Francesca Bertini, diva par excellence, dans un mélodrame fait sur mesure où se déploie l’art raffiné de la mise en scène du génial Nino Oxilia, météore disparu à l’âge de 28 ans.
L’argument : La princesse de Monte Cabello se rend compte que son mari a une liaison avec la comtesse de La Croix. Le prince convainc sa femme d’accepter le divorce mais doit lui laisser la garde de leur fille.
La comtesse engage alors des détectives chargés de rapporter des clichés compromettants montrant la princesse en compagnie de l’acteur Jacques Wilson.
Lorsqu’on lui retire sa fille, la princesse, désespérée, accepte de suivre à Monte Carlo l’acteur qui la courtisait en vain jusque là.
Bientôt, criblé de dettes de jeu, il veut la forcer à se produire sur scène.
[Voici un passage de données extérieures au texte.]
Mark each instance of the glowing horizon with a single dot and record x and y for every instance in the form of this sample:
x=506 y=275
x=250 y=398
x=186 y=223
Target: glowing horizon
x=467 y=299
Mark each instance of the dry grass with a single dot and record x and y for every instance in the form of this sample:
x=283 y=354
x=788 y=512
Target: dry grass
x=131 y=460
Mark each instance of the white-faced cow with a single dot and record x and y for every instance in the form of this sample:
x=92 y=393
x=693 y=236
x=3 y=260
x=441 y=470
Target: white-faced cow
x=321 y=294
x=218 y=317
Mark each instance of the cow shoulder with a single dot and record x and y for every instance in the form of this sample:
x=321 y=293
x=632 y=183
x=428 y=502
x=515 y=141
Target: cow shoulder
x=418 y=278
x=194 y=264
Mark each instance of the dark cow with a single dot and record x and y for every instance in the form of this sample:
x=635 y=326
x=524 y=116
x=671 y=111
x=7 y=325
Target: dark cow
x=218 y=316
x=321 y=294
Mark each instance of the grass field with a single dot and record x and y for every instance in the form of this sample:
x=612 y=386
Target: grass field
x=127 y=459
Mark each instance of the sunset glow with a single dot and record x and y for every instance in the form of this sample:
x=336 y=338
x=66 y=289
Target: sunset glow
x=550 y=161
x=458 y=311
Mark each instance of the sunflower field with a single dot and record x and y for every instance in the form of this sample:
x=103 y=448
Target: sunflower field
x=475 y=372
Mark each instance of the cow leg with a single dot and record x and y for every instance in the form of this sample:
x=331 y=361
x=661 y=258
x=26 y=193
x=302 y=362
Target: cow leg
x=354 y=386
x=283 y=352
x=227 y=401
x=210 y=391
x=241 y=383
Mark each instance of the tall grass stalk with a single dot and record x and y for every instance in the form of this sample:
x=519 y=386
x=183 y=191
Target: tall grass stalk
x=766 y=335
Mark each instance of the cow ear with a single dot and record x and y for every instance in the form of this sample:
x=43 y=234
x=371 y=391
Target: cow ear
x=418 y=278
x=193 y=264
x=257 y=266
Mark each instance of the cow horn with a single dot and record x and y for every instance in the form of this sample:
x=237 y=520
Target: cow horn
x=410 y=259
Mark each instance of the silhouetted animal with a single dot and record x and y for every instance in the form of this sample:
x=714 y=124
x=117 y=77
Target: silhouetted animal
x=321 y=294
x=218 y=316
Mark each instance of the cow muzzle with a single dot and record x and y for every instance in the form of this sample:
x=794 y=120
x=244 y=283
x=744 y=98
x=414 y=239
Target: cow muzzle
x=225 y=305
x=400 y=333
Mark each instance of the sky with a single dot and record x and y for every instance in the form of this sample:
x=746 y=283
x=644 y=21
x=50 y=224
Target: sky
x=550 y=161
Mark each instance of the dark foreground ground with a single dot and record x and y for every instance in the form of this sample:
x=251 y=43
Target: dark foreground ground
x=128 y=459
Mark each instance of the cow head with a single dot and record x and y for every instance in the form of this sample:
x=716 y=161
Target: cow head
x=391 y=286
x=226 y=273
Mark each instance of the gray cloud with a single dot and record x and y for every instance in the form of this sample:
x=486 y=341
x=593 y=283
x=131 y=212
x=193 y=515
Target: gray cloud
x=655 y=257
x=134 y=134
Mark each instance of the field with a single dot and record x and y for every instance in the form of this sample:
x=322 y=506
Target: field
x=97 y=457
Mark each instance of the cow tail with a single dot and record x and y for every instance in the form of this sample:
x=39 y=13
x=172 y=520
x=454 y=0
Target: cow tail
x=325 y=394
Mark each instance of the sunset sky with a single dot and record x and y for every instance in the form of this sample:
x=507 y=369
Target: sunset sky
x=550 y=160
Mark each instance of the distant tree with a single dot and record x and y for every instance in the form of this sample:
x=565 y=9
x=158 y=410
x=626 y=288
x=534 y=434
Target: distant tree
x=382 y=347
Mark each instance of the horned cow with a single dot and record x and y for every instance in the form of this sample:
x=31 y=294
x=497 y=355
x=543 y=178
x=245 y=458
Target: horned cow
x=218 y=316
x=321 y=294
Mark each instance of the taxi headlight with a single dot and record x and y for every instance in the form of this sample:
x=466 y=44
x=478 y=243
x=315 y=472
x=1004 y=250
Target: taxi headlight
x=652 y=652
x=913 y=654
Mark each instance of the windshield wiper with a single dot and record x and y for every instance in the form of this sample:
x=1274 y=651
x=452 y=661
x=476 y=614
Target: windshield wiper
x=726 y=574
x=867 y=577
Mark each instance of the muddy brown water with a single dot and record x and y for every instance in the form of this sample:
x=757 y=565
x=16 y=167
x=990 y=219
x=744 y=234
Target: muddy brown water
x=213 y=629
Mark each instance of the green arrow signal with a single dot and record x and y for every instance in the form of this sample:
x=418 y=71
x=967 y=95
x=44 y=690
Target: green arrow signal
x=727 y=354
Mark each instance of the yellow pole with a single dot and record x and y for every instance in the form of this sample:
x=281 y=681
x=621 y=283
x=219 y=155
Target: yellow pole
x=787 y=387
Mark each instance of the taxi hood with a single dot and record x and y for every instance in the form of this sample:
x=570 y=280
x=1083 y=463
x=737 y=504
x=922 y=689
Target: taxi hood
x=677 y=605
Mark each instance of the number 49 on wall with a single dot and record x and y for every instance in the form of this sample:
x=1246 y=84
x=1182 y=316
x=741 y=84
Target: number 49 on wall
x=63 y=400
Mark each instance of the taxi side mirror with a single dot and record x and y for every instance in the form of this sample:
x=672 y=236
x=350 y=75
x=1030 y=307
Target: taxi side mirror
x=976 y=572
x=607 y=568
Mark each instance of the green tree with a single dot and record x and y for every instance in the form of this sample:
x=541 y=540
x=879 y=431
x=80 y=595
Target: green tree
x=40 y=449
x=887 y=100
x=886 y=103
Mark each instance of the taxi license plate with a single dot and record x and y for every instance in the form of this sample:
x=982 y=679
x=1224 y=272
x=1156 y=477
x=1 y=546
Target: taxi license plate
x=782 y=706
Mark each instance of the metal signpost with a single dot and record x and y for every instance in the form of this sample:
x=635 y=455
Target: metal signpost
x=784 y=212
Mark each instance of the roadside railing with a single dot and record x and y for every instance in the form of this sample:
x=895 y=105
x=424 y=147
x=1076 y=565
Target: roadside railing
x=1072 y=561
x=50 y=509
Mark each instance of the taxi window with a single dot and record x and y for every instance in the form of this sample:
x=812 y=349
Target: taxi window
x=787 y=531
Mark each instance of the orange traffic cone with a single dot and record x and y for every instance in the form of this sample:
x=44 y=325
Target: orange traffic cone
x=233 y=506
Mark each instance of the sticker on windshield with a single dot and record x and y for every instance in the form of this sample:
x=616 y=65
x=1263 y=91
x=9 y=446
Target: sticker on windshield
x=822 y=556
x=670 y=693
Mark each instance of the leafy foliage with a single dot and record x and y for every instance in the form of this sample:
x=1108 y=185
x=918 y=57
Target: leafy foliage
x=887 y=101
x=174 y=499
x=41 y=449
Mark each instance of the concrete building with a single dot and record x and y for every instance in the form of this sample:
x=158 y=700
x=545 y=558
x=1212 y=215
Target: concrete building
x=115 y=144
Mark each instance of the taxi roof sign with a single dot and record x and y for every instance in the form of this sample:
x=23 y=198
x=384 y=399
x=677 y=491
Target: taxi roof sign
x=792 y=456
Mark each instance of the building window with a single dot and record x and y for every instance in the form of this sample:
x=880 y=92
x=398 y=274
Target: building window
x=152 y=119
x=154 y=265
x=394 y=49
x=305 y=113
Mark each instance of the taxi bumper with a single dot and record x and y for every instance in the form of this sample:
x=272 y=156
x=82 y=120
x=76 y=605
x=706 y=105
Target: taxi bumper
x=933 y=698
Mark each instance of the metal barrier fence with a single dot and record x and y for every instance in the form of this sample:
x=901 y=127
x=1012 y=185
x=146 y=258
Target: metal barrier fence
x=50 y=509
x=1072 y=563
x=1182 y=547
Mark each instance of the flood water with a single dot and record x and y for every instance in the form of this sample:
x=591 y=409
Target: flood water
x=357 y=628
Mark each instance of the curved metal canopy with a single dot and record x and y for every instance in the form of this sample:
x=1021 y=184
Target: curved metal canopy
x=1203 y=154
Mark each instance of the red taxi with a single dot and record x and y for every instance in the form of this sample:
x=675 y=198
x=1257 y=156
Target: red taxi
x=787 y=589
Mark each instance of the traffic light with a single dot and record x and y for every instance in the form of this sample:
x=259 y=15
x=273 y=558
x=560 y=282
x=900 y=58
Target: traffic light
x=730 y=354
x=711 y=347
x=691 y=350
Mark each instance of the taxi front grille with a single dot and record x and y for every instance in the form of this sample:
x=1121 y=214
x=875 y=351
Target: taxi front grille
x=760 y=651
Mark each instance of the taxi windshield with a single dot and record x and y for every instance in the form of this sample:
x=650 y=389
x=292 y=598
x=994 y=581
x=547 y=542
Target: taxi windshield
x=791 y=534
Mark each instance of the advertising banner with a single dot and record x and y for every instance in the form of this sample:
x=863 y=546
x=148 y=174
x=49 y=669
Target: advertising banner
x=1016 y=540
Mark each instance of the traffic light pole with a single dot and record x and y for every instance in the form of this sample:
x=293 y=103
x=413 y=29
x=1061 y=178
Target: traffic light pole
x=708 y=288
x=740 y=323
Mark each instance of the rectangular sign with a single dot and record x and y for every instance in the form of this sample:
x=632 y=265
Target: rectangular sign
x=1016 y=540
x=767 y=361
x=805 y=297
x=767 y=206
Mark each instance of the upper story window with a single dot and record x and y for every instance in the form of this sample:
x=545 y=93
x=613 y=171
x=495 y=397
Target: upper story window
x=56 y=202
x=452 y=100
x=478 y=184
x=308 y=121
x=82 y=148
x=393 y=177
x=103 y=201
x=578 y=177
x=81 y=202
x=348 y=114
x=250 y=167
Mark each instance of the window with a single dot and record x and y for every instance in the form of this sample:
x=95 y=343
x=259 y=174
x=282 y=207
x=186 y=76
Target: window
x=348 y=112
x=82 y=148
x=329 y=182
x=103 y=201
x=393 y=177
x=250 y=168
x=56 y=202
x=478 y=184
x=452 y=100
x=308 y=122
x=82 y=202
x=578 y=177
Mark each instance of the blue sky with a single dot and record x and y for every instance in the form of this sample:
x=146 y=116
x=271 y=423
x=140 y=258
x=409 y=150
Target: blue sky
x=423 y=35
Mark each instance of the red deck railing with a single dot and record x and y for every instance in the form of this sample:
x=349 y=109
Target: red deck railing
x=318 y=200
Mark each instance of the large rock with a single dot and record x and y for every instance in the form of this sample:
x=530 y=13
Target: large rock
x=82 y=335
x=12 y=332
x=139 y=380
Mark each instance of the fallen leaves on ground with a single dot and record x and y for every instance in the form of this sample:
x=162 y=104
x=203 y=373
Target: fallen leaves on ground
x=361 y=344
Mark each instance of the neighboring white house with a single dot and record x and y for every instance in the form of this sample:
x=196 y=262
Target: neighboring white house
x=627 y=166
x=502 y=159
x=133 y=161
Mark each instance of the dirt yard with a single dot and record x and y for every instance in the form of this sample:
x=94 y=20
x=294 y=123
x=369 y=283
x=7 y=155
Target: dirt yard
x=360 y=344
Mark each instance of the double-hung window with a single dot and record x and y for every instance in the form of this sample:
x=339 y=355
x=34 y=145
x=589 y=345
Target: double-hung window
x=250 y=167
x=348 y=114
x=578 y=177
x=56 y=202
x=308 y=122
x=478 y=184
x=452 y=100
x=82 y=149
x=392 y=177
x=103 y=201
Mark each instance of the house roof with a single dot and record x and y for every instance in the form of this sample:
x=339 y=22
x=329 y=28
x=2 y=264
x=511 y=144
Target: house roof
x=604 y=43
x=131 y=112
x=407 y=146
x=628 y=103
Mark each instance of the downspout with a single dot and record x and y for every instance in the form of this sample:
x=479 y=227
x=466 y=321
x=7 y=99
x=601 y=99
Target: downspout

Elle s’enfuit.
Notre avis : Parfait exemple du film de diva lancé l’année précédente par Ma l’amor mio non muore de Mario Caserini (avec Lyda Borelli), Sangue bleu est taillé sur mesure pour Francesca Bertini, l’actrice dont le nom reste le plus étroitement identifié à ce genre, celle aussi qui lui survécut le plus longtemps puisqu’elle tournait encore, en 1975, dans Novecento de Bernardo Bertolucci et, en 1982, commentait à l’écran son interprétation d’Assunta Spina (Gustavo Serena, 1915) dans L’ultima diva de Gianfranco Mingozzi.
Sangue bleu - Nino Oxilia - Celio Film 1914
Le titre, qui mélangue l’italien et le français (Sangue bleu, jugé sans doute plus chic que le banal Sangue blu), annonce la couleur : l’action se situe dans un univers hautement improbable de roman à deux sous où les péripéties de l’intrigue servent avant tout de prétexte à placer l’héroïne dans les situations, les milieux sociaux, les postures les plus diverses.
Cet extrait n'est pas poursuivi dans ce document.